As I had mentioned in a blog entry a few weeks ago, I have begun reading mystery writer Sue Grafton's "Alphabet Mystery" novels...this time in alphabetical order.  I've been hopping around the "letters" indiscriminately, beginning several years ago with the book "L" is for Lawless.  Since each book's story is complete in itself, jumping around the series out of order isn't in itself such a bad thing, although its main protagonist, Santa Teresa, California private detective Kinsey Millhone, does undergo changes in her personal life and relationships progressively with each successive book.  The main drawback with what I've been doing is that I have lost track as to which books I've already read and which ones I haven't.  And since I truly love Grafton's writing in this series and like the Kinsey Millhone character a lot, I decided to just go back to the beginning, to "A" is for Alibi, and read on through "W" is for Whatever (I don't know the title offhand), her latest book.  Grafton plans to end the series with "Z" is for Zero.

As it turns out, I had already read "A" is for Alibi a while back and knew who the main culprit is (there is more than one guilty party in this story).  So although I knew roughly how it would turn out as I reread it, it was interesting to see how the author introduced the villain early into the story and how she laid down hints of his culpability at various points while at the same point inserting other suspicious characters into the narrative.  All in all, I enjoyed the second time around as much as the first!  Oh, and I counted in it four different times that Kinsey went out jogging, something I particularly identify with...

Now it's one to the next book, titled "B" is for Burglar...

Sunday, March 1, 2015

MercyMe Concert at Yesterday's Florida Strawberry Festival in Plant City







Yesterday, Melissa and I drove down a few miles west of Tampa to Plant City, where they have been holding their Florida Strawberry Festival.  Naturally, strawberries are a big focus of the event, but as is the case with county fairs elsewhere, there's a lot going on.  Rides, stands selling food of any kind you can imagine, and crafts exhibits dominate the landscape.  Also, there's a stadium there where they hold concerts.  That's convenient, because at 3:30 yesterday afternoon the Christian contemporary band MercyMe held a concert there that we attended.  I've heard them before, especially that big hit of theirs If I Could Only Imagine from a few years back, but I didn't realize what good musicians they truly are.  The selection of songs they performed during the slightly more than one hour they were up there went across the spectrum of musical styles...I was impressed!  I'm going to have to get hold of some of their material to listen to on my MP3 player...

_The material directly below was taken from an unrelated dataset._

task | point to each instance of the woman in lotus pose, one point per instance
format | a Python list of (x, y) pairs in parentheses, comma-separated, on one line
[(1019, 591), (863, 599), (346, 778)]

Yesterday morning before we set off, I checked out the Weather Channel website on my computer and it had for the Plant City forecast a 25% chance of "showers" and a high of 72.  I looked at the radar map for central and northern Florida and saw a small band of clouds around the Tampa area, a very big clump of clouds heading for Gainesville...and a wide swath of clear skies in between.  Instead, though...in the real world...it rained all the way from Gainesville to Plant City...and throughout almost the entire MercyMe concert.  But speaking of "mercy", it did let up afterwards and Melissa and I spent the next hour or two walking around the fairgrounds...and of course we had to try out some strawberry shortcake!  Also, there was a stand selling fresh-popped kettle popcorn...you can see above a picture of me holding my "prize catch".

Almost from the moment we got back into the car to drive back home, it had resumed raining...all the way back to Gainesville with only minor periods of respite.  Well, the rain was tough, but the fair, and especially the company, was great!